Study description/explanation of participation:
If you take part, you will be in the AIM|CD Study for up to 1.5 years (18 months). The study is comprised of a 12-week double-blind, placebo-controlled induction period, followed by either a 12-week double-blind re-induction period for non- responders or a 40-week double-blind placebo-controlled maintenance period for responders. In the maintenance period, responders will be randomized to receive subcutaneous placebo or investigational drug in 2 different doses every other week. Participants in the placebo group who are initial responders will receive the investigational drug in the maintenance period.

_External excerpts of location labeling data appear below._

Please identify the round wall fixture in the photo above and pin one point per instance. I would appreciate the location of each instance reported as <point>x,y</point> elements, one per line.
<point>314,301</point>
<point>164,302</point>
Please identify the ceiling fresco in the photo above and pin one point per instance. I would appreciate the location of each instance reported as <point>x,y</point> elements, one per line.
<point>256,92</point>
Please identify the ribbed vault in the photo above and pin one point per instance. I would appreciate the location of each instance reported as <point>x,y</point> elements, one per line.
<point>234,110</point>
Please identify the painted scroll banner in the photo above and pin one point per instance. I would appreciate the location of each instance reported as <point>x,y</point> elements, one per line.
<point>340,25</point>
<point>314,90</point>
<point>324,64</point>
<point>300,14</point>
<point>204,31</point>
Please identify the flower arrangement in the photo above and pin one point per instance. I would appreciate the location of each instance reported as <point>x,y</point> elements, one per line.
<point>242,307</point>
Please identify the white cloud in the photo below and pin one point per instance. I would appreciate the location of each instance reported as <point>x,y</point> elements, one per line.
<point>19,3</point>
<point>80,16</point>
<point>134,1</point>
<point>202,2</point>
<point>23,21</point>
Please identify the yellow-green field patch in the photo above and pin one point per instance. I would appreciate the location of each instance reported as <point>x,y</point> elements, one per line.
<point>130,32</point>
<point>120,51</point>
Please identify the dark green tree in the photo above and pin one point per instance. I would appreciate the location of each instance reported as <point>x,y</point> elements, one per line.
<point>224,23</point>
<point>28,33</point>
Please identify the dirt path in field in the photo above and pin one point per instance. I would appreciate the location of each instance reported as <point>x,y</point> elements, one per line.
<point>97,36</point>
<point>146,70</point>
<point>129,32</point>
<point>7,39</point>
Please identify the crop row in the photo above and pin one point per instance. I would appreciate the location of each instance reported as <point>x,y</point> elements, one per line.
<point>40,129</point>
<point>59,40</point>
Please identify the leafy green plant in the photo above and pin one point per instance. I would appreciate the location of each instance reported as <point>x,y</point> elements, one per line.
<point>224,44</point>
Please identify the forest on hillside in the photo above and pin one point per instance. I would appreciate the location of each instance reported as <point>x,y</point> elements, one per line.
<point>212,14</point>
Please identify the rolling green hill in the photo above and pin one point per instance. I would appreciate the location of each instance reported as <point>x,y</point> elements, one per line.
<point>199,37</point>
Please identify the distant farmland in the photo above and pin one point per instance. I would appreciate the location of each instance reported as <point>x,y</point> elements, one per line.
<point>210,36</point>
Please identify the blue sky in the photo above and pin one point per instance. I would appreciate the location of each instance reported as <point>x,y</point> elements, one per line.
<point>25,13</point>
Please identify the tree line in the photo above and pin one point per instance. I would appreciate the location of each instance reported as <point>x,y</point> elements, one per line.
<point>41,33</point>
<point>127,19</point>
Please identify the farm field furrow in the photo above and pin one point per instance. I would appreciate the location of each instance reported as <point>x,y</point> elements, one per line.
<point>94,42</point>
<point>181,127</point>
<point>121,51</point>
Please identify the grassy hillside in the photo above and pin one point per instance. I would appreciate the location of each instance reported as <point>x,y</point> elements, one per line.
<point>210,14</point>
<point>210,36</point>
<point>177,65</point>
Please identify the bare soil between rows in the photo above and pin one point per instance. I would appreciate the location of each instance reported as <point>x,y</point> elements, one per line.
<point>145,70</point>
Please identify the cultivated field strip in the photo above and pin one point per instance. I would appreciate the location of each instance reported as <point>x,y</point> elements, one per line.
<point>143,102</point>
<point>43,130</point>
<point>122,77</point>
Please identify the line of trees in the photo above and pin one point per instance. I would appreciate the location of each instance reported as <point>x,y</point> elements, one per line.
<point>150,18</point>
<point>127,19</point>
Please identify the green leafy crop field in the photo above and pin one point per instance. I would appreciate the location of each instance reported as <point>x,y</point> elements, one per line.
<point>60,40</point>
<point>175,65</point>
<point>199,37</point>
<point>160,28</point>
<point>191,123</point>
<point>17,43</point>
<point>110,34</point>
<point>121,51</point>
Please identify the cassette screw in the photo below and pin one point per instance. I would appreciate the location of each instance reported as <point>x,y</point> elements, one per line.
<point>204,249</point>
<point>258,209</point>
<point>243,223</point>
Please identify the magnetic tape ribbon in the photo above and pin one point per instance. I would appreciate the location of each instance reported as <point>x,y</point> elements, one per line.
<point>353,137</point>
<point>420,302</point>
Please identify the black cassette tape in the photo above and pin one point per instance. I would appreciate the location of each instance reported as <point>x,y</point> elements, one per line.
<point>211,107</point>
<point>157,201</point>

Description of treatment or intervention (mechanism of action):
The investigational drug is an antibody-drug conjugate, which means it is composed of an antibody linked to another drug called a glucocorticoid receptor modulator (GRM). The antibody component is designed to target and deliver the GRM into activated immune cells that are present in inflammation. The GRM component is designed to act similarly to a steroid (such as prednisone) by reducing inflammation in the body, with the goal of having less side effects than typically seen with steroids.
- Attend all study visits
- Tell the study doctor if you are feeling bad or worse than before
- Do not change your basic treatment for Crohn's disease before discussing it with the study doctor
- Tell the study doctor if you have any changes in any medications during the study
- Follow the directions of the study doctor and research team
- Refrain from participation in other research studies while you are a participant in this study
- Fill out the electronic questionnaires and electronic diary completely and honestly and bring the electronic diary to the study doctor's office at each visit
- Carry your participant card with you as long as you are in the study and show it to any medical staff that may be involved in your healthcare
Possible risks and side effects:
In past clinical studies of the investigational treatment, the most common side effects included headache and viral upper respiratory tract infection. Other potential risks associated with drugs that affect the immune response are serious infections, allergic reactions, malignancies, and injection site reactions. The informed consent form will have a full list of possible side effects.